I recently ran into an problem where I needed a remote directory to exist before rsyncing data over to it. Rsync will only create the remote directory for one level, meaning that the parent path must exist:
rsync file [email protected]:/tmp/
rsync file [email protected]:/tmp/imaginary/
There’s a few StackOverflow questions about this (OK, the last one is from SuperUser), but none of them solve the problem above. The man page for rsync has the answer tucked away under the —-rsync-path parameter:
Use this to specify what program is to be run on the remote machine to start-up rsync. Often used when rsync is not in the default remote-shell’s path (e.g. –rsync-path=/usr/local/bin/rsync). Note that PROGRAM is run with the help of a shell, so it can be any program, script, or command sequence you’d care to run, so long as it does not corrupt the standard-in & standard-out that rsync is using to communicate.
We can use this knowledge and the example in the man page to make rsync do exactly what we want:
rsync -aq –rsync-path=”mkdir -p /tmp/imaginary/ && rsync” file [email protected]:/tmp/imaginary/
This technique is much more efficient than fork-execing an SSH process to run “mkdir -p” first.

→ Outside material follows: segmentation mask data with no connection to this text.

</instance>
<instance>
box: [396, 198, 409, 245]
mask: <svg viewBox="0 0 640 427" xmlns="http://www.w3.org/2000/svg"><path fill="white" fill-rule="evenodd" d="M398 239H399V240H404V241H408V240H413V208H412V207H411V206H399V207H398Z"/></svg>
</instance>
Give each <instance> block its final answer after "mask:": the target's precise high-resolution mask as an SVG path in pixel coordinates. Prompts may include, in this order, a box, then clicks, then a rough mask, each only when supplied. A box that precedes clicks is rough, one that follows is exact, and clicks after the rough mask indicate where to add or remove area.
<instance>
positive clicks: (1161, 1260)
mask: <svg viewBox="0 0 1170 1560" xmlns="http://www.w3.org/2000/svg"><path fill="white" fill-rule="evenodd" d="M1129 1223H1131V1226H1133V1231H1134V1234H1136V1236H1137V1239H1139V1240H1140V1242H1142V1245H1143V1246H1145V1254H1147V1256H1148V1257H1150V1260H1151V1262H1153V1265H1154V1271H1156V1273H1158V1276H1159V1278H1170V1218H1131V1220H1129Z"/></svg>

To test, I compared both versions (rsync only vs ssh, then rsync) 100 times in a for loop. It’s not the most scientific test in the world, but I think it represents some real-world usage:
$ time ./rsync_test.sh
$ time ./ssh-and-rsync.sh
34 second wall-time decrease, and near half-time decrease in user and sys! Cheers to rsync for making this a feature and for the StackOverflow questions making me refusing to believe the truth.